Obama on student loan rates: “It’s like déjà vu all over again.” …Yes, yes it is.
posted at 4:41 pm on May 31, 2013 by Erika Johnsen
As I mentioned he would be earlier this week, President Obama dedicated his Friday morning to educating the youths he used as backdrops at the White House about why it is that the GOP’s idea to fix this cyclical federal student-loan battle by tying interest rates to the market, instead of the president’s own plan allowing politicians to continue to arbitrarily determine the interest rates that they deem appropriate, is such a very terrible take on the problem. It went pretty much exactly as you’d expect.

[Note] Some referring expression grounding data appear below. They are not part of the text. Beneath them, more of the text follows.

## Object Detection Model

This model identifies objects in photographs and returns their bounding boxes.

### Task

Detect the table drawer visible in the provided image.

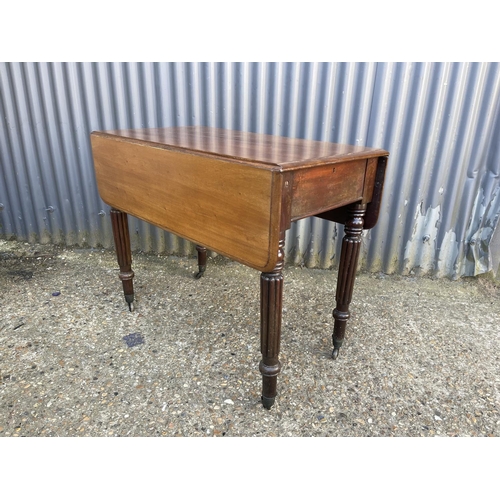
[290,159,366,220]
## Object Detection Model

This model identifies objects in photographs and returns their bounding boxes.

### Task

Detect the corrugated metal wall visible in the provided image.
[1,62,500,278]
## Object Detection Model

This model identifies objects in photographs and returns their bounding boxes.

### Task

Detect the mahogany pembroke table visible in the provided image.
[90,126,388,409]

Key words: “Fair.” “Investments.” “Not the time for us to turn our back on young people.” Ugh.
Let us overlook for a moment the fact that the president is perpetuating a student-loan bubble via a broken system that floods that market with too much demand that in turn causes college prices to just keep right on rising, and focus instead on the fact that the differences between the president’s and the GOP’s plans will have a negligible impact on actual student-loan payments. This is just politics as usual, via the WSJ:
House Education Chairman John Kline’s bill sets floating rates on new Stafford loans at the 10-year Treasury rate plus 2.5%, while also protecting borrowers by capping the rates at 8.5%. Under this plan, a borrower can consolidate his loans after graduation to achieve a fixed rate.
Mr. Obama’s plan is purely for fixed, not floating, rates at the 10-year Treasury rate plus 0.93% or 2.93% depending on the type of Stafford loan, and it has no rate cap. We wish both the House and Mr. Obama would drive a harder bargain on behalf of the taxpayer, but they aren’t separated by a difference of philosophy. A spread of 93 or 293 basis points means the President cares about young people, but 250 basis points signifies unspeakable cruelty? …
Under either plan, rates for new Stafford loans for undergraduates will not nearly rise all the way to 6.8% from 3.4%, as they are scheduled to do on July 1. But the White House likes to run against a doubling of rates even when, as in this case, they are running unopposed. It has been a good political issue for Team Obama in the past, and there’s another reason they may regard it as favorable ground to attack imaginary adversaries.
Hey, if President Obama really wants to focus in on helping young people with life after college, maybe we could worry a little less about piddling, stimulus-esque, big-government market interferences and a little more on our sluggish economy and 16 percent youth unemployment rate? Anyone?